Proje Koordinatörü Avukat Nazım Tural, projenin başlıca katkılarını "Avrupa’da yerleştirilmesi amaçlanan insan hakları, demokratikleşme ve hukuk devleti gibi kavramlara ilişkin temel değerlerin, Antalya’daki hukukçular arasında tartışılması, bu kavramların çağdaş yorumlarının ülkemizdeki uygulamalarla karşılaştırılması" şeklinde özetliyor. Tural’a göre, projenin bir diğer önemli katkısı da, projenin Türkiye’de AB’yle ilgili konulardaki bilgi eksikliğinin boyutlarını ve bu alanda bilgilendirme programları uygulama ihtiyacının önemini ortaya koyması.
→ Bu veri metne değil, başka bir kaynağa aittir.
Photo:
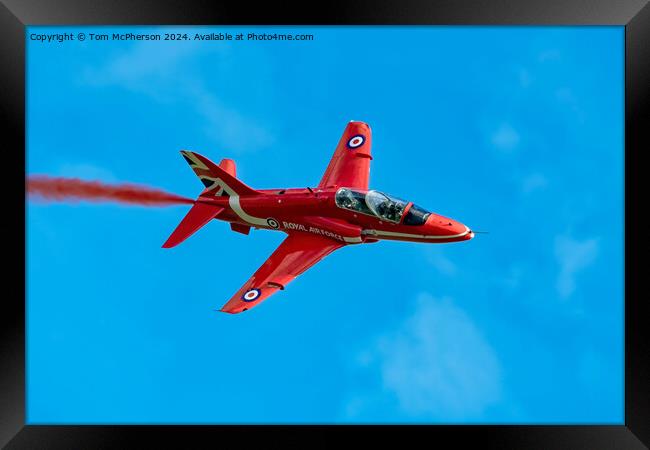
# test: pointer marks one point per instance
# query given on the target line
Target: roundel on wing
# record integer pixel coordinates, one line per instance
(251, 294)
(356, 141)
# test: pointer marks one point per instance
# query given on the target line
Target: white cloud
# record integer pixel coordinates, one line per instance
(505, 138)
(573, 256)
(437, 365)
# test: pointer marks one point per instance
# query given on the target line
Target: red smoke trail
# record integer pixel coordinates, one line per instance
(51, 189)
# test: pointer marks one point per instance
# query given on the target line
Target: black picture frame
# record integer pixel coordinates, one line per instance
(15, 15)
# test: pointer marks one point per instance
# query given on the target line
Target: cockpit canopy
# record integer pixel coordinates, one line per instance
(383, 206)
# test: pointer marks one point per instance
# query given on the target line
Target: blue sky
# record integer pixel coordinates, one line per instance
(515, 130)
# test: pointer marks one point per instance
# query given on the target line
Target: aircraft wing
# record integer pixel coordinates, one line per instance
(350, 164)
(297, 253)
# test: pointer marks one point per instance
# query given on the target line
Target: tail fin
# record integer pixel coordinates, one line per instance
(217, 180)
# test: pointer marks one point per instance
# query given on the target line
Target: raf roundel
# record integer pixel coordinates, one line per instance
(356, 141)
(251, 295)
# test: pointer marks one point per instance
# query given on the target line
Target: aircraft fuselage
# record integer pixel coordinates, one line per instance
(316, 211)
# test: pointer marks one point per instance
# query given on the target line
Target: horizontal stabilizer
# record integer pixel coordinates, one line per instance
(199, 215)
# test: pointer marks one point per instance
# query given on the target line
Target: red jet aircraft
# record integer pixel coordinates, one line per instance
(340, 211)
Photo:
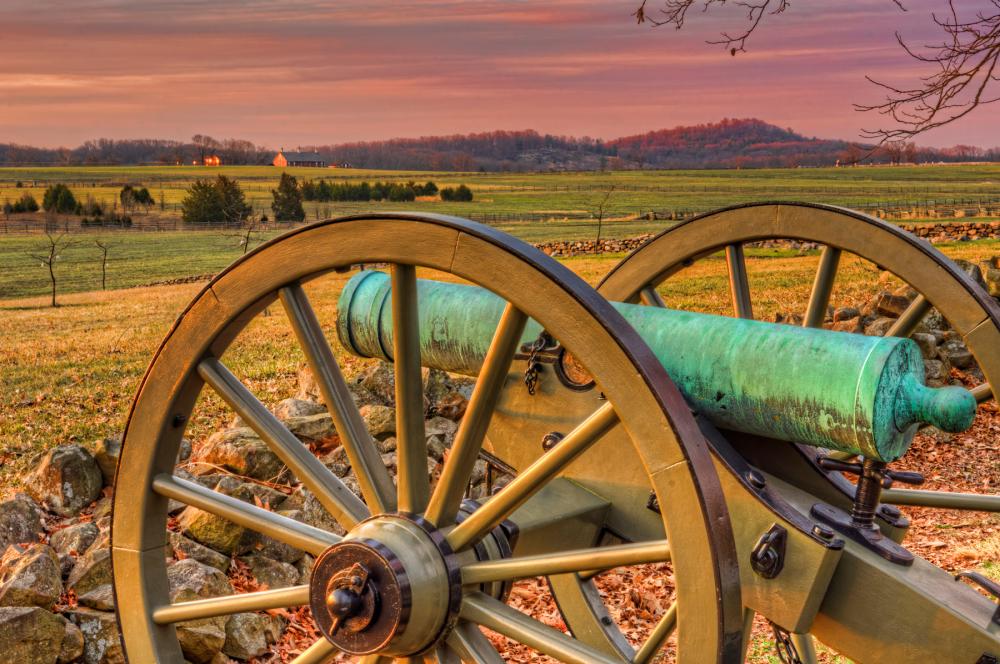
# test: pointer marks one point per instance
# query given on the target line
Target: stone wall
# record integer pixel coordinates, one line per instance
(935, 233)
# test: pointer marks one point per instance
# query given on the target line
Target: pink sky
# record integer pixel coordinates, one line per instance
(290, 72)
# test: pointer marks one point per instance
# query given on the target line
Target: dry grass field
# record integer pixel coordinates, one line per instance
(69, 374)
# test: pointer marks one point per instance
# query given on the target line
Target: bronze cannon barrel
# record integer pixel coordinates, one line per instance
(850, 392)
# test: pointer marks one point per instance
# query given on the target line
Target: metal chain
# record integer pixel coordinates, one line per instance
(531, 373)
(787, 652)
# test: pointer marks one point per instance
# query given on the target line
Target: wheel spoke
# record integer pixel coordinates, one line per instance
(289, 531)
(448, 494)
(472, 645)
(564, 562)
(654, 642)
(494, 614)
(412, 480)
(320, 652)
(982, 392)
(372, 475)
(281, 598)
(910, 318)
(528, 482)
(739, 284)
(819, 299)
(331, 492)
(651, 298)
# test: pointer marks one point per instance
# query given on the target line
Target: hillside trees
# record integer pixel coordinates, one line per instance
(287, 204)
(58, 198)
(219, 201)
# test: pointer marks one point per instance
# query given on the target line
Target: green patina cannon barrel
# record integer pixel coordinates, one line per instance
(850, 392)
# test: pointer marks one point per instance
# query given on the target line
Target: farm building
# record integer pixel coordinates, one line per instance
(313, 159)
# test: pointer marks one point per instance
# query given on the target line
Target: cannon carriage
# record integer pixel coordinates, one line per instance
(632, 435)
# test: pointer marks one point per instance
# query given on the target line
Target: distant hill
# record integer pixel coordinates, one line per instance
(747, 143)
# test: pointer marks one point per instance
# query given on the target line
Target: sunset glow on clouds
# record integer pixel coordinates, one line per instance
(301, 72)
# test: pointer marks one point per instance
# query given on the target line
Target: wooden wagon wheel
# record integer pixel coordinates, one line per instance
(424, 570)
(939, 283)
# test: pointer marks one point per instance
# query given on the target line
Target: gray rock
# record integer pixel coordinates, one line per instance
(271, 573)
(74, 539)
(890, 305)
(101, 640)
(107, 451)
(30, 576)
(201, 640)
(386, 445)
(845, 313)
(936, 372)
(957, 354)
(242, 452)
(246, 636)
(67, 480)
(292, 407)
(30, 635)
(443, 427)
(20, 521)
(380, 420)
(184, 547)
(973, 271)
(927, 343)
(72, 646)
(101, 598)
(93, 569)
(215, 532)
(879, 327)
(312, 427)
(272, 548)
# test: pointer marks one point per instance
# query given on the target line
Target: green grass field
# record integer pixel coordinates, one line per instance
(535, 207)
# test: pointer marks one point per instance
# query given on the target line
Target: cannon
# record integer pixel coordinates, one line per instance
(612, 428)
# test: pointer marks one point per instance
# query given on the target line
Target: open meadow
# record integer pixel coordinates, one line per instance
(69, 373)
(536, 207)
Tural, projenin sona ermesinin ardından, meslek üyelerinin bu tür programların yeniden uygulanmasını talep ettiklerini, bunun da yönetimi arayışa ittiğini anlatırken, ekliyor: "Bizi örnek alan kentteki diğer sivil örgütler de benzer projeler için Komisyon’a başvurmaya karar verdiler. Proje, sadece Antalya Barosu için değil, kent çevresi için de olumlu sonuçlar doğurdu. Akdeniz Belediyeleri Birliği de, Friedrich Naumann Vakfı desteğiyle, "Yerel Demokratikleşme Projesi" adı altında bir proje başlattı. Proje, bir meslek örgütü olarak Komisyon ile bir proje yürütme deneyimi elde etmemizi sağladı. Proje yürütmede, sözleşmeyle belirlenen ilkelere, raporlama biçimine, harcamalarda istenen titizliğe uymanın yararlarını bize gösterdi."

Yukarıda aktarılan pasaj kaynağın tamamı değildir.